Sztanke Krzysztof, Pasternak Kazimierz, Rzymowska Jolanta, Sztanke Małgorzata, Kandefer-Szerszeń Martyna
Chair and Department of Medical Chemistry, Professor Feliks Skubiszewski Medical University, 4 Staszica Street, 20-081 Lublin, Poland.
Eur J Med Chem. 2008 May;43(5):1085-94. doi: 10.1016/j.ejmech.2007.07.009. Epub 2007 Jul 29.
Synthesis, structure elucidation and anticancer activities of novel fused 1,2,4-triazine aryl derivatives containing the ethoxycarbonyl (6-10) and carbohydrazide formations (11-15) are presented. Molecular structures of the synthesized compounds were confirmed by IR, (1)H NMR, (13)C NMR, EI-MS spectra and elemental analyses. Antitumour activities in vitro for heterobicyclic hydrazides of the type 11-14 were evaluated by BrdU method for human LS180, SiHa and T47D carcinoma cells. Amongst them, hydrazide 14 has exhibited remarkable inhibitory effect against SiHa and LS180 tumour cells, and simultaneously was found to be non-toxic towards the human normal cell line-HSF cells. Furthermore, the pulse field gel electrophoresis experiment was performed for characterizing DNA-cleaving activity of heterobicycle 14. The DNA fragments of 2500, 2000 and 500 kilobase pairs (kbp) were commonly detected in the cancer cell lines (SiHa, LS180 and T47D) treated with compound 14. DNA fragmentation pattern, since three types of fragments induced by the tested hydrazide of the type 14 were detected, suggesting a way of interaction with DNA. It is worth pointing out, that DNA strand breaks were also produced in human breast cancer (T47D) cells, a cell line where the induction of DNA fragmentation is very difficult. Moreover, the statistically significant apoptotic activity in T47D human breast cancer cells for the tested heterobicycle 14 was proved using the annexin V-binding assay. The antiproliferative properties in vitro for compounds 6-14 were evaluated by MTT method for human leukaemic Jurkat cells. Significant viability decreases in Jurkat cells treated with different concentrations of compounds 10 and 11 were observed, suggesting that these derivatives have antiproliferative activities. Their acute toxicities were established. For these compounds the influence on the central nervous system of mice in behavioural tests was examined. Molecular structure for free base of the intermediate 4 was confirmed by (1)H-(1)H COSY, HMBC and HMQC correlations.

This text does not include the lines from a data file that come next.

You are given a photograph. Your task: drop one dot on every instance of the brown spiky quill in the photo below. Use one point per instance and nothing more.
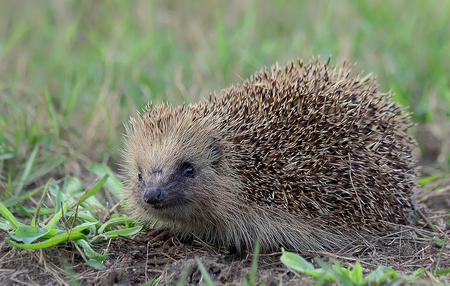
(303, 156)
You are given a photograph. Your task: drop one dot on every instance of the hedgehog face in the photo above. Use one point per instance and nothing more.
(171, 166)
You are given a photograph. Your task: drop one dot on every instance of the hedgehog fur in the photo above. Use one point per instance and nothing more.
(306, 156)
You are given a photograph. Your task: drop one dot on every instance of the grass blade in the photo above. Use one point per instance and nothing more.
(27, 170)
(8, 215)
(205, 274)
(49, 242)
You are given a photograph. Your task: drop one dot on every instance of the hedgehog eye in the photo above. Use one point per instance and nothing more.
(187, 170)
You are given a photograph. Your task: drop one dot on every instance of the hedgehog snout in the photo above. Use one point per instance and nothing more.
(154, 195)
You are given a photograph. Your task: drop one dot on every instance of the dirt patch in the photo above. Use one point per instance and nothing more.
(139, 260)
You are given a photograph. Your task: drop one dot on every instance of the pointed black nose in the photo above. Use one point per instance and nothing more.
(153, 196)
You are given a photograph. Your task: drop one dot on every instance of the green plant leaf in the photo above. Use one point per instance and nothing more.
(8, 215)
(90, 252)
(114, 221)
(94, 189)
(49, 242)
(122, 232)
(205, 273)
(113, 184)
(26, 173)
(95, 264)
(298, 263)
(27, 233)
(443, 271)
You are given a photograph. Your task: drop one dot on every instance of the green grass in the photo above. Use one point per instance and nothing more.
(73, 71)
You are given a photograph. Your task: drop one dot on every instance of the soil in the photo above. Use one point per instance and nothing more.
(138, 260)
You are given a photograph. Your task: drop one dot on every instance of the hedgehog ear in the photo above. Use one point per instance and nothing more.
(216, 149)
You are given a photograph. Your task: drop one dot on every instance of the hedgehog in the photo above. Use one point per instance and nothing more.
(308, 157)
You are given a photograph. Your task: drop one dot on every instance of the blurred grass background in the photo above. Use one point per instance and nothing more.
(71, 72)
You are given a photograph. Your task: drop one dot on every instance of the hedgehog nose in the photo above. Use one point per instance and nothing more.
(153, 196)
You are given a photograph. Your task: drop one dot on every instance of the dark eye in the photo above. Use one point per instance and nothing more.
(187, 170)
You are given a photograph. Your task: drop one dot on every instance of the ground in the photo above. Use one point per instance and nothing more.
(136, 260)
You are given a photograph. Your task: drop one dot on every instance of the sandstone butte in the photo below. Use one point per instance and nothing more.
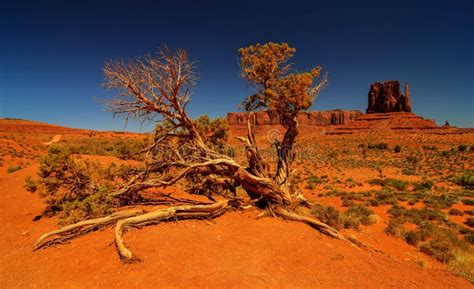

本文介绍了含乙氧羰基(6 - 10)和碳酰肼结构(11 - 15)的新型稠合1,2,4 - 三嗪芳基衍生物的合成、结构解析及抗癌活性。通过红外光谱、(1)H核磁共振、(13)C核磁共振、电子轰击质谱(EI - MS)光谱和元素分析确定了合成化合物的分子结构。采用BrdU法对人LS180、SiHa和T47D癌细胞评估了11 - 14型杂环酰肼的体外抗肿瘤活性。其中,酰肼14对SiHa和LS180肿瘤细胞表现出显著的抑制作用,同时发现对人正常细胞系 - HSF细胞无毒。此外,进行了脉冲场凝胶电泳实验以表征杂环化合物14的DNA切割活性。在用化合物14处理的癌细胞系(SiHa、LS180和T47D)中通常检测到2500、2000和500千碱基对(kbp)的DNA片段。由于检测到由14型受试酰肼诱导的三种类型的片段,DNA片段化模式表明了其与DNA的相互作用方式。值得指出的是,在人乳腺癌(T47D)细胞中也产生了DNA链断裂,该细胞系中诱导DNA片段化非常困难。此外,使用膜联蛋白V结合试验证明了受试杂环化合物14在T47D人乳腺癌细胞中具有统计学上显著的凋亡活性。采用MTT法对人白血病Jurkat细胞评估了化合物6 - 14的体外抗增殖特性。观察到用不同浓度的化合物10和11处理的Jurkat细胞的活力显著降低,表明这些衍生物具有抗增殖活性。确定了它们的急性毒性。在行为测试中检查了这些化合物对小鼠中枢神经系统的影响。通过(1)H - (1)H化学位移相关谱(COSY)、异核多键相关谱(HMBC)和异核单量子相关谱(HMQC)相关性确定了中间体4游离碱的分子结构。